言われてみれば,浮動小数点数で表すことのできる精度には限界があるので,角度の小さい範囲では角度の変化に対するcosの変化量が少なくacosで求める精度は悪化しそうです.
実際にどれくらいずれるのか
32bit浮動小数点数で計算した場合どれくらいずれるのか,実際に計算してみました.
計算に使ったプログラムはこちら
fn main() {
println!("i, theta[rad], theta[deg], from acos, from atan2");
for i in 0..=10000 {
let theta_rad = std::f32::consts::PI * i as f32 / 10000.;
let theta_deg = theta_rad * 180. / std::f32::consts::PI;
let cos = theta_rad.cos();
let sin = theta_rad.sin();
println!(
"{}, {}, {}, {}, {}",
i,
theta_rad,
theta_deg,
cos.acos(),
f32::atan2(sin, cos)
);
}
println!("Finish!");
}
0~180度の範囲の10000点でそれぞれacosとatan2で角度を求めてみました.
結果をプロットしたものがこちら
横軸は真値の角度[degree]で縦軸がそれぞれacosで計算した場合とatan2で計算した場合の計算誤差です.

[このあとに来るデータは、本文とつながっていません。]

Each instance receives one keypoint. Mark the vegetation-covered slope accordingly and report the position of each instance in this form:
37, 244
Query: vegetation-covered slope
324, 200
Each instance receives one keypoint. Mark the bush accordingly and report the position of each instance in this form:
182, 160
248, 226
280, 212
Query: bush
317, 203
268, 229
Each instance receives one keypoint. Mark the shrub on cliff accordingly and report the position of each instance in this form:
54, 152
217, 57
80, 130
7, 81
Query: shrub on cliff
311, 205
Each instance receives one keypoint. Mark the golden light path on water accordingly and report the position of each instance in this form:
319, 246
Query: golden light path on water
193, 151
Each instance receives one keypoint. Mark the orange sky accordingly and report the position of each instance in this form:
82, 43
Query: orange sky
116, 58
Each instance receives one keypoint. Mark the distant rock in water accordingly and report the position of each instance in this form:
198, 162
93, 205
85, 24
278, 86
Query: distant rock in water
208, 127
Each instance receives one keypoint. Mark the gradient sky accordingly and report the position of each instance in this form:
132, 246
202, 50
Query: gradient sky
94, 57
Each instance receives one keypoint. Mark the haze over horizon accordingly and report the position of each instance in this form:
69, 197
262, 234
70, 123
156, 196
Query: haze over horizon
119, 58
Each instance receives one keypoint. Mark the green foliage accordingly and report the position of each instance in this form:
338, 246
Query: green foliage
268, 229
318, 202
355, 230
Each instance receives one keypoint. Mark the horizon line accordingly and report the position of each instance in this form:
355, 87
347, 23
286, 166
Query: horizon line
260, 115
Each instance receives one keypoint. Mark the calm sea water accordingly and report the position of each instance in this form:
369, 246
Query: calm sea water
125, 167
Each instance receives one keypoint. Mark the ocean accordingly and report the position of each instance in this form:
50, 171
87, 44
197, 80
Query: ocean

atan2で求める角度の計算誤差は0度に近づくにつれて減少していっていますが,acosで求める角度の計算誤差は増加していっています.
15度以下の範囲で特に差が大きそうだったので0度から15度の範囲の10000点でプロットしてみたものがこちらです.
誤差の絶対値がかなり大きいわけではなさそうですが,使用する範囲とどれくらいの誤差範囲に収めたいかで注意する必要がありそうです.